ISO TS 10974:2018
Assessment of the safety of magnetic resonance imaging for patients with an active implantable medical device
ISO/TS 10974:2018 is applicable to implantable parts of active implantable medical devices (AIMDs) intended to be used in patients who undergo a magnetic resonance scan in 1,5 T, cylindrical (circular or elliptical cross-section) bore, whole body MR scanners operating at approximately 64 MHz with whole body coil excitation.
NOTE 1 Requirements for non-implantable parts are outside the scope of this document.
The tests that are specified in this document are type tests that characterize interactions with the magnetic and electromagnetic fields associated with an MR scanner.

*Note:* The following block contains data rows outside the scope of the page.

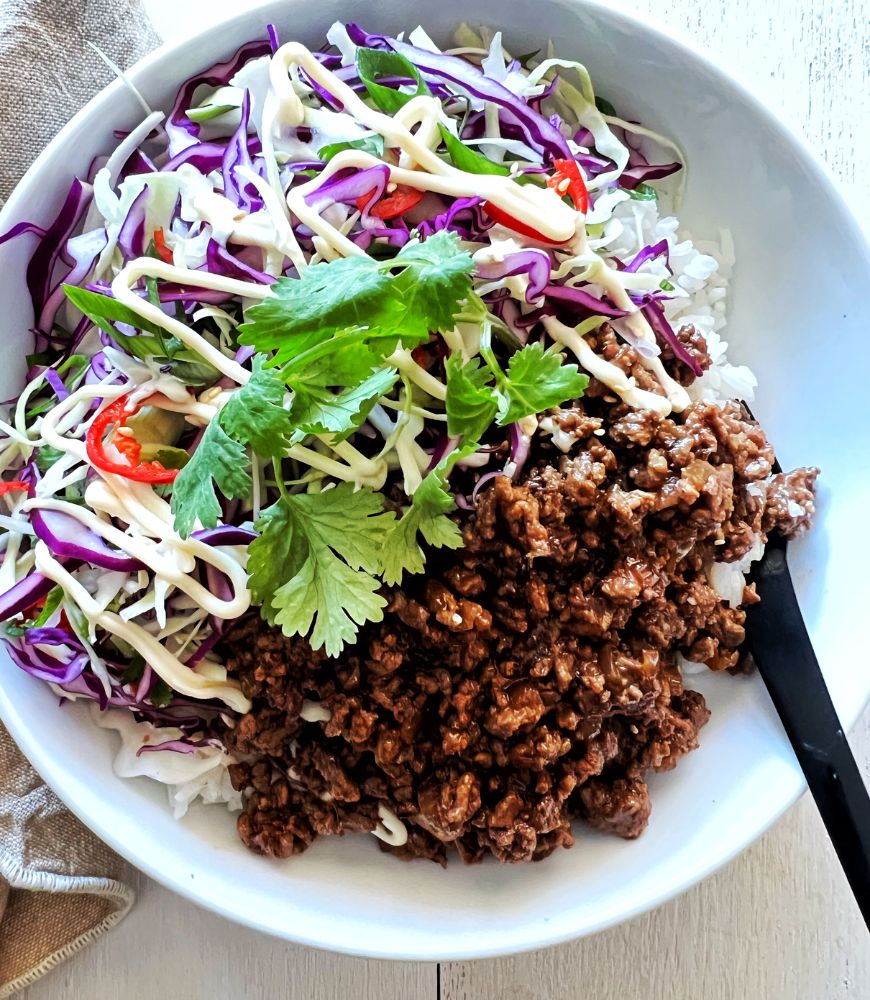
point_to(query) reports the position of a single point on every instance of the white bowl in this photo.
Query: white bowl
(799, 317)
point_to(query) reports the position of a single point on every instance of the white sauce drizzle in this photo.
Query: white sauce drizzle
(156, 655)
(391, 830)
(611, 375)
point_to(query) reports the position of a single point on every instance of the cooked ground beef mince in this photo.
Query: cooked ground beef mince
(530, 678)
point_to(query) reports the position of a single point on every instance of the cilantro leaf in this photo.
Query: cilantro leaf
(274, 556)
(373, 144)
(313, 562)
(255, 414)
(535, 381)
(303, 312)
(217, 460)
(373, 65)
(438, 281)
(103, 311)
(643, 192)
(161, 694)
(378, 303)
(332, 596)
(151, 345)
(469, 159)
(318, 410)
(209, 111)
(604, 106)
(427, 515)
(471, 403)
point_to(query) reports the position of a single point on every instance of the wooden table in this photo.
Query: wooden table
(778, 923)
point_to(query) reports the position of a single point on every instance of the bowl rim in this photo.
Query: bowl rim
(781, 799)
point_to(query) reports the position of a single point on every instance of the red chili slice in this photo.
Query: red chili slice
(160, 246)
(15, 486)
(568, 180)
(141, 472)
(392, 205)
(508, 221)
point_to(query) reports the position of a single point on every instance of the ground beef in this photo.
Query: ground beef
(530, 678)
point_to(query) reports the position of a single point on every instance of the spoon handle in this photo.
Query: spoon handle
(783, 652)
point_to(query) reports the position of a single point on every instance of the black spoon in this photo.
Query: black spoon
(780, 645)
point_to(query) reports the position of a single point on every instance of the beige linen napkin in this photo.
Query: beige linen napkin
(60, 886)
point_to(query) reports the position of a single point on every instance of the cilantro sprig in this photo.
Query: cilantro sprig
(320, 559)
(536, 379)
(254, 415)
(377, 302)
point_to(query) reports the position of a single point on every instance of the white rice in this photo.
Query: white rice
(700, 273)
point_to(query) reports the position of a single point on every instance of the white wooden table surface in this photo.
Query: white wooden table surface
(778, 923)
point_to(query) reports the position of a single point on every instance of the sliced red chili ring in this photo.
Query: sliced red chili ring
(568, 180)
(509, 222)
(141, 472)
(391, 205)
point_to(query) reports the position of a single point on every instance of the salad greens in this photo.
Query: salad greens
(365, 346)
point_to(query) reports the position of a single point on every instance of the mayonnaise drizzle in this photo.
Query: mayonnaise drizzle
(537, 207)
(175, 674)
(611, 375)
(148, 267)
(391, 830)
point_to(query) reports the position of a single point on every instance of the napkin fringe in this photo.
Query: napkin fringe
(20, 877)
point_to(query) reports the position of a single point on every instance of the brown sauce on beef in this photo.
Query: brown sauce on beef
(529, 679)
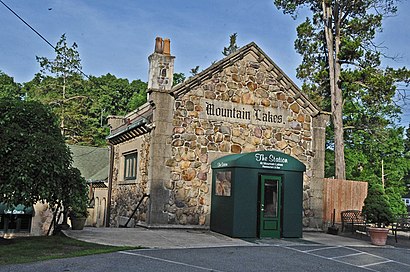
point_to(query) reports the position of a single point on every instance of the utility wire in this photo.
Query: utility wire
(38, 33)
(21, 19)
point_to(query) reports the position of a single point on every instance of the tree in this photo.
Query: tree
(232, 45)
(340, 58)
(34, 159)
(9, 88)
(377, 206)
(63, 92)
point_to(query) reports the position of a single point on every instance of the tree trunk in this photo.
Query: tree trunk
(332, 43)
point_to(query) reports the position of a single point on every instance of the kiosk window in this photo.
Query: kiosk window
(223, 183)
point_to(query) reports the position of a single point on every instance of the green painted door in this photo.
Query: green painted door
(270, 207)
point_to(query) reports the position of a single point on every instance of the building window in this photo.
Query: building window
(130, 166)
(223, 183)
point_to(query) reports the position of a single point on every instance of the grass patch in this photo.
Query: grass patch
(33, 249)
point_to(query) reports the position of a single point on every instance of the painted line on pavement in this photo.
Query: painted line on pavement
(359, 252)
(169, 261)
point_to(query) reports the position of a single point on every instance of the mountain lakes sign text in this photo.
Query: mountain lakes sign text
(232, 112)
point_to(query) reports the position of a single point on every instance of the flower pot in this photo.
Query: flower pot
(78, 223)
(378, 236)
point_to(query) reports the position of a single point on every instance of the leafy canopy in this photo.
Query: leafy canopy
(35, 163)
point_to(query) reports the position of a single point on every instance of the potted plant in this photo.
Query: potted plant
(377, 211)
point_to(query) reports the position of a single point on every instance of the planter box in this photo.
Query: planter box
(78, 223)
(378, 236)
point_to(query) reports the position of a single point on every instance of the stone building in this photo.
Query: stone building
(242, 103)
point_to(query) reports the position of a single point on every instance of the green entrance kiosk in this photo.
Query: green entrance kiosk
(257, 194)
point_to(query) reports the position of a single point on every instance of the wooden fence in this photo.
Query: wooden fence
(342, 195)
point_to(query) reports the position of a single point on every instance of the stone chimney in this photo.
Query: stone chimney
(161, 67)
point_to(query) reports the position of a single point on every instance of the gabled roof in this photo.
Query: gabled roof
(93, 162)
(251, 48)
(136, 123)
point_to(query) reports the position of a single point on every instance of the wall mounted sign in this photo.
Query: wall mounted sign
(240, 113)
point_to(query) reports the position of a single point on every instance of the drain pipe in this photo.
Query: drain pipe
(110, 176)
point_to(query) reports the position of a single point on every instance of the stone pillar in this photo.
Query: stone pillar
(318, 170)
(161, 69)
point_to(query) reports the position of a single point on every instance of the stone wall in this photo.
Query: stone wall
(196, 141)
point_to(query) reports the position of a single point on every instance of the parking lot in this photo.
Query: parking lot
(258, 255)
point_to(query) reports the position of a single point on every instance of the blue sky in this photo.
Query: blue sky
(117, 36)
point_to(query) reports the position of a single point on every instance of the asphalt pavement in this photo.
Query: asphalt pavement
(194, 250)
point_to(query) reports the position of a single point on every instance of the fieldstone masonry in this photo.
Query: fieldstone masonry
(243, 103)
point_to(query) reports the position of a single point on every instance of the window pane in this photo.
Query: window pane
(130, 166)
(223, 183)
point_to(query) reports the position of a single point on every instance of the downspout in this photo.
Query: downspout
(110, 175)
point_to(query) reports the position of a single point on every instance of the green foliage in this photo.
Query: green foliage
(75, 197)
(377, 207)
(233, 47)
(34, 159)
(40, 248)
(9, 88)
(397, 205)
(367, 90)
(82, 105)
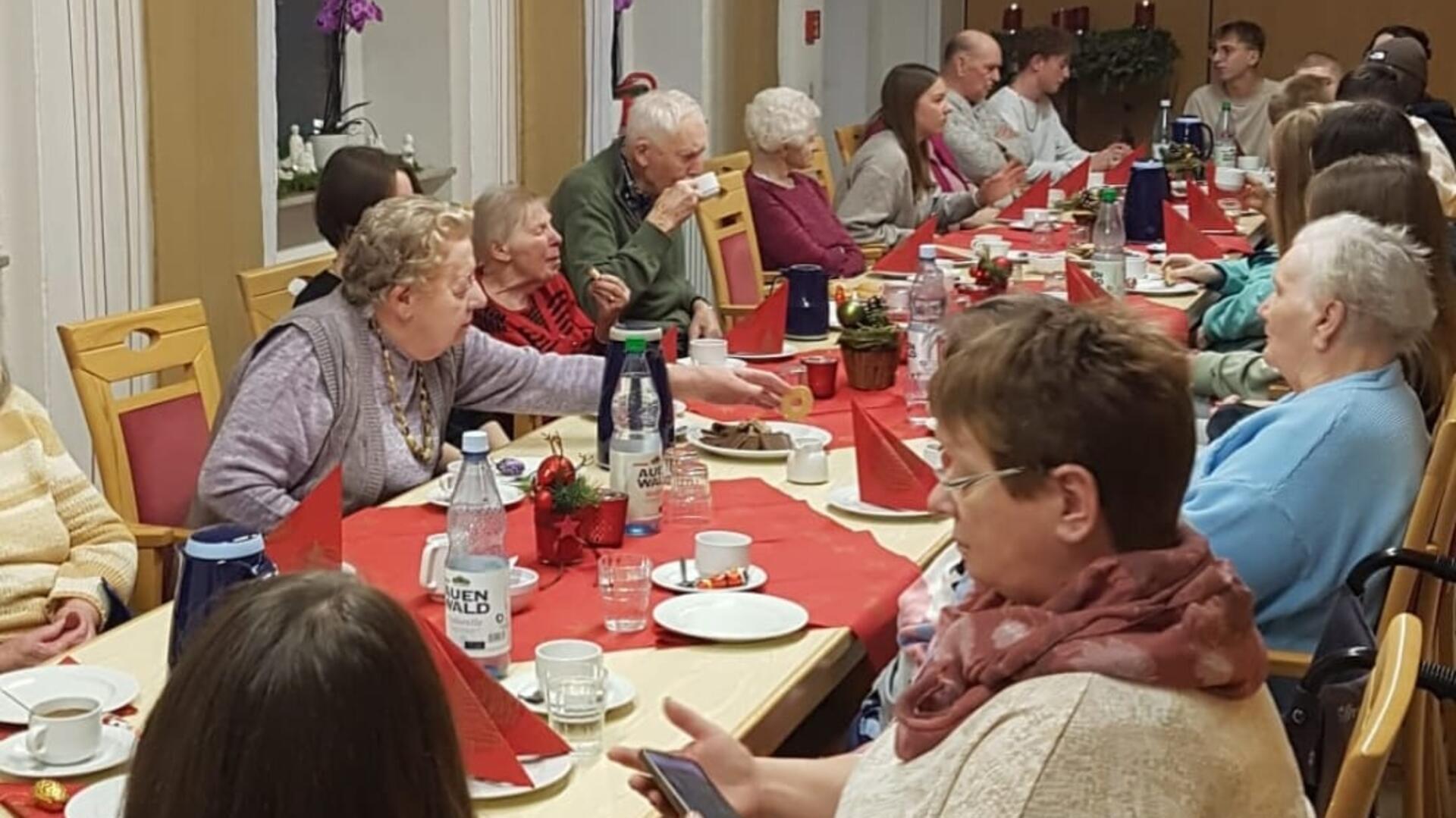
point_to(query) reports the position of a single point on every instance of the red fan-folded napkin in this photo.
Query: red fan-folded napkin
(312, 537)
(491, 724)
(906, 255)
(1076, 180)
(1184, 237)
(1036, 196)
(1206, 215)
(890, 475)
(761, 332)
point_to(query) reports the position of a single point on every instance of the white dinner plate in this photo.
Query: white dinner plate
(695, 436)
(670, 577)
(731, 618)
(115, 748)
(788, 351)
(102, 800)
(846, 498)
(526, 688)
(112, 689)
(542, 770)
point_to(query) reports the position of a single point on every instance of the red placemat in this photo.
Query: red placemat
(840, 577)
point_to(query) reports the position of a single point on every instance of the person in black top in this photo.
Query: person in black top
(356, 180)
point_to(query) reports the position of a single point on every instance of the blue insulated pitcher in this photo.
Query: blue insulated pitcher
(213, 559)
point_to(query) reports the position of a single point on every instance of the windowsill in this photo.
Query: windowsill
(430, 181)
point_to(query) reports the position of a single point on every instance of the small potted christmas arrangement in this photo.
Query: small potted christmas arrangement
(571, 512)
(868, 343)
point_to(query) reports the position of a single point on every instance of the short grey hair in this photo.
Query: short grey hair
(778, 118)
(658, 114)
(1378, 271)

The tests can be used to demonstrate device operation according to its MR Conditional labelling. The tests are not intended to be used for the routine testing of manufactured products.
NOTE 2 Modification of these tests for particular device types is left to particular product committees.
NOTE 3 Other interested parties, such as device manufacturers, regulatory agencies, and particular product committees, are responsible for setting specific compliance criteria and determining risk.
NOTE 4 Safety requirements for MR scanners can be found in IEC 60601‑2‑33.
NOTE 5 The scope is limited to AIMDs that do not use sensing functions or to AIMDs that are programmed not to use sensing functions to affect therapy delivery during an MR scan.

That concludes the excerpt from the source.